Some 11-limit TM reduced et bases

This gives the basis for the corresponding standard val, and then the
characteristic temperament (the linear temperament obtained from the
first three of the four basis commas.) The name "Subminortone" I
tacked onto the characteristic temperament for 41 is new; now would be
the time to comment, complain, claim, or suggest changes.

12: [36/35, 45/44, 50/49, 56/55]
[4, 4, 4, 12, -3, -5, 5, -2, 14, 20]
[[4, 6, 9, 11, 13], [0, 1, 1, 1, 3]]
"Diminished"

22: [50/49, 55/54, 64/63, 99/98]
[2, -4, -4, 10, -11, -12, 9, 2, 37, 42]
[[2, 3, 5, 6, 6], [0, 1, -2, -2, 5]]
"Pajara"

31: [81/80, 99/98, 121/120, 126/125]
[4, 16, 9, 10, 16, 3, 2, -24, -32, -3]
[[1, 3, 8, 6, 7], [0, -4, -16, -9, -10]]
"Squares"

41: [100/99, 225/224, 243/242, 245/242]
[4, 9, 26, 10, 5, 30, 2, 35, -8, -62]
[[1, 1, 1, -1, 2], [0, 4, 9, 26, 10]]
"Subminortone"

46: [121/120, 126/125, 176/175, 245/243]
[9, 5, -3, 7, -13, -30, -20, -21, -1, 30]
[[1, 1, 2, 3, 3], [0, 9, 5, -3, 7]]
"Alpha"

58: [126/125, 176/175, 243/242, 896/891]
[10, 9, 7, 25, -9, -17, 5, -9, 27, 46]
[[1, -1, 0, 1, -3], [0, 10, 9, 7, 25]]
"Nonkleismic"

72: [225/224, 243/242, 385/384, 4000/3993]
[6, -7, -2, 15, -25, -20, 3, 15, 59, 49]
[[1, 1, 3, 3, 2], [0, 6, -7, -2, 15]]
"Miracle"

118: [385/384, 441/440, 3136/3125, 4375/4374]
[15, -2, -5, 22, -38, -50, -17, -6, 58, 79]
[[1, 4, 2, 2, 7], [0, -15, 2, 5, -22]]
"Hemithird"

152: [540/539, 1375/1372, 4375/4374, 5120/5103]
[24, 32, 40, 24, -5, -4, -45, 3, -55, -71]
[[8, 13, 19, 23, 28], [0, -3, -4, -5, -3]]
"Octoid"

>This gives the basis for the corresponding standard val, and then the
>characteristic temperament (the linear temperament obtained from the
>first three of the four basis commas.)

It seems you order these largest-to-smallest.

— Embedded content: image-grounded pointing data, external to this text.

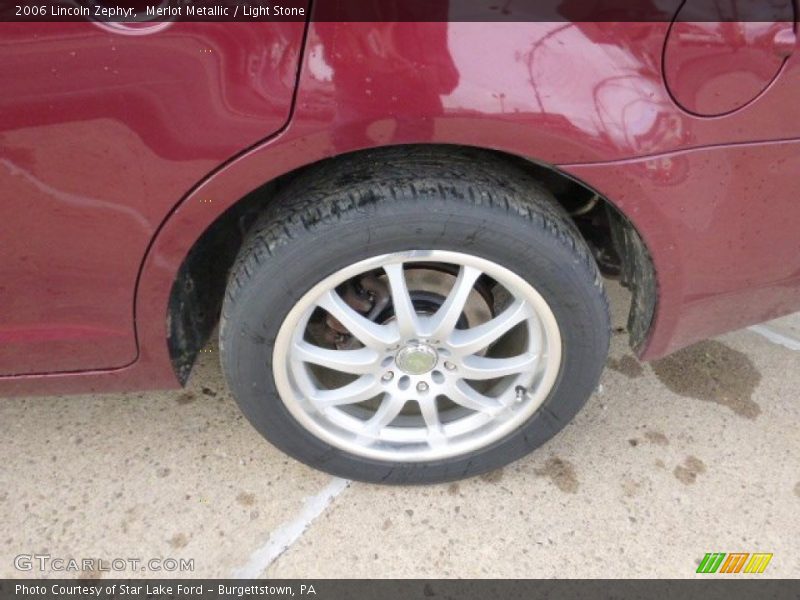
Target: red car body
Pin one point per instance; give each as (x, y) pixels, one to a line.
(118, 151)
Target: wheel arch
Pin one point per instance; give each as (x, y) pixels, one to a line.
(186, 270)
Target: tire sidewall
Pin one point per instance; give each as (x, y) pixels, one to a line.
(316, 250)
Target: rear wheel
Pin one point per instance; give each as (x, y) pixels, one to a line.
(410, 328)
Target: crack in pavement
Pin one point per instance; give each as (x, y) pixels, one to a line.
(288, 533)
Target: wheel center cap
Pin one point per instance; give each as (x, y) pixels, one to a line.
(417, 359)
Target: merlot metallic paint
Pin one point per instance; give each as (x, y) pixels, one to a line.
(108, 181)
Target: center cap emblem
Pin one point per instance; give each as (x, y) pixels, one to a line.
(417, 359)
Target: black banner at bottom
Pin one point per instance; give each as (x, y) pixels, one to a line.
(391, 589)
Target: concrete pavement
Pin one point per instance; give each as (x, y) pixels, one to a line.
(699, 452)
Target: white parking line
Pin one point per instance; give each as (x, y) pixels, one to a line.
(776, 338)
(288, 533)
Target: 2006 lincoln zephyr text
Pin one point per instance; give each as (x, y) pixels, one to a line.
(400, 228)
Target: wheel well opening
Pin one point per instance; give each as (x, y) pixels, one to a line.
(199, 288)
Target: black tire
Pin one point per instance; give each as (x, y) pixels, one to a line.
(349, 209)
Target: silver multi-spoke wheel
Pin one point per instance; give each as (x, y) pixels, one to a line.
(417, 356)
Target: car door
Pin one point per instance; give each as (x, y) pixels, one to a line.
(103, 129)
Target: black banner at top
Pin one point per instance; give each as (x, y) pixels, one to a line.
(142, 11)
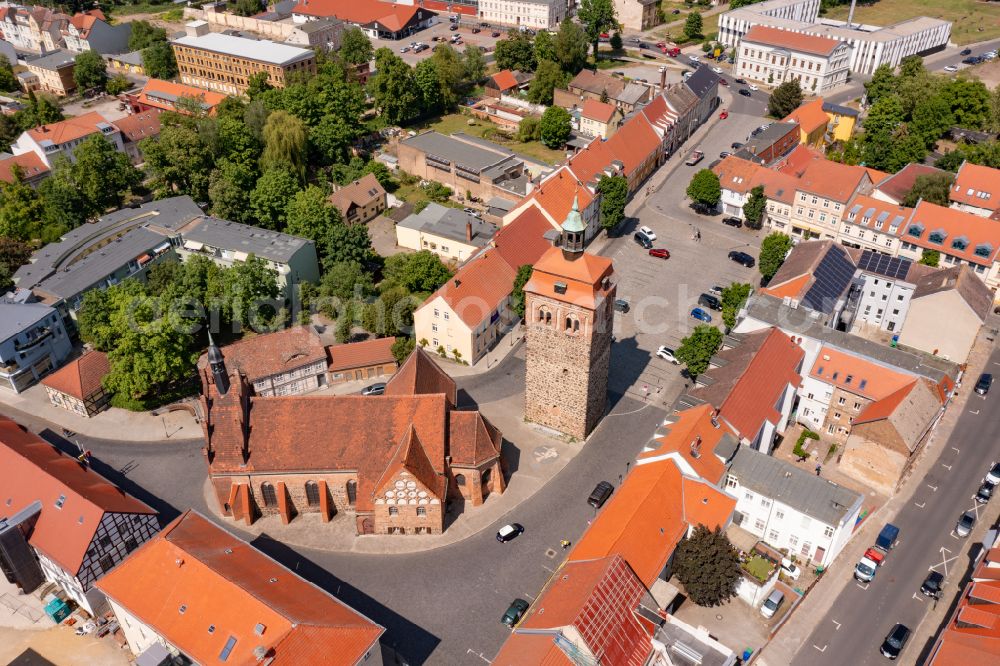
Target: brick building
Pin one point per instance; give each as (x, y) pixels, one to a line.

Why do we want to leave
out the smallest comma in the basis -- my guess was we'd want to omit
the largest.

-Carl

--- In tuning-math@yahoogroups.com, Carl Lumma <ekin@l...> wrote:

> It seems you order these largest-to-smallest. Why do we want to
leave
> out the smallest comma in the basis -- my guess was we'd want to
omit
> the largest.

No, I ordered them by Tenney height, but why in the world would we
ditch the largest comma?

>> It seems you order these largest-to-smallest. Why do we want to
>>leave out the smallest comma in the basis -- my guess was we'd want
>>to omit the largest.
>
>No, I ordered them by Tenney height, but why in the world would we
>ditch the largest comma?

Why in the world would we ditch the highest comma? Once again,
isn't it a combination of these two factors that decides a comma's
'goodness'?

Then again, I'm not sure of the relative benefit of ditching vs.
keeping the best commas.

-Carl

hi Gene,

i tried deriving a periodicity-block for
24-ET from a <3,5,11>-prime-space by using
the following unison-vectors:

[2, 3, 5, 11]-monzo ratio

[ -4, 4, -1, 0] 81:80

[ 7, 0, -3, 0] 128:125

[-17, 2, 0, 4] 131769:131072

but instead of getting a 24-tone periodicity-block,
i got a 48-tone torsional-block.

24-ET represents ratios-of-11 so well that there
has to be a periodicity-block hiding in here somewhere.
can you help?

-monz

--- In tuning-math@yahoogroups.com, "monz" <monz@a...> wrote:
> hi Gene,
>
>
> i tried deriving a periodicity-block for
> 24-ET from a <3,5,11>-prime-space by using
> the following unison-vectors:
>
>
> [2, 3, 5, 11]-monzo ratio
>
>
> [ -4, 4, -1, 0] 81:80
>
> [ 7, 0, -3, 0] 128:125
>
> [-17, 2, 0, 4] 131769:131072
>
>
>
> but instead of getting a 24-tone periodicity-block,
> i got a 48-tone torsional-block.
>
>
> 24-ET represents ratios-of-11 so well that there
> has to be a periodicity-block hiding in here somewhere.
> can you help?

i tried using [14 -3 1 2] = 16384:16335 for the third
unison-vector, along with 81:80 and 125:128, and it
worked beautifully.

i got one 12-tone PB in the 11^0 [3,5]-plane, and
another very much like it in the 11^1 plane.

-monz

--- In tuning-math@yahoogroups.com, Carl Lumma <ekin@l...> wrote:
> >This gives the basis for the corresponding standard val, and then
the
> >characteristic temperament (the linear temperament obtained from
the
> >first three of the four basis commas.)
>
> It seems you order these largest-to-smallest.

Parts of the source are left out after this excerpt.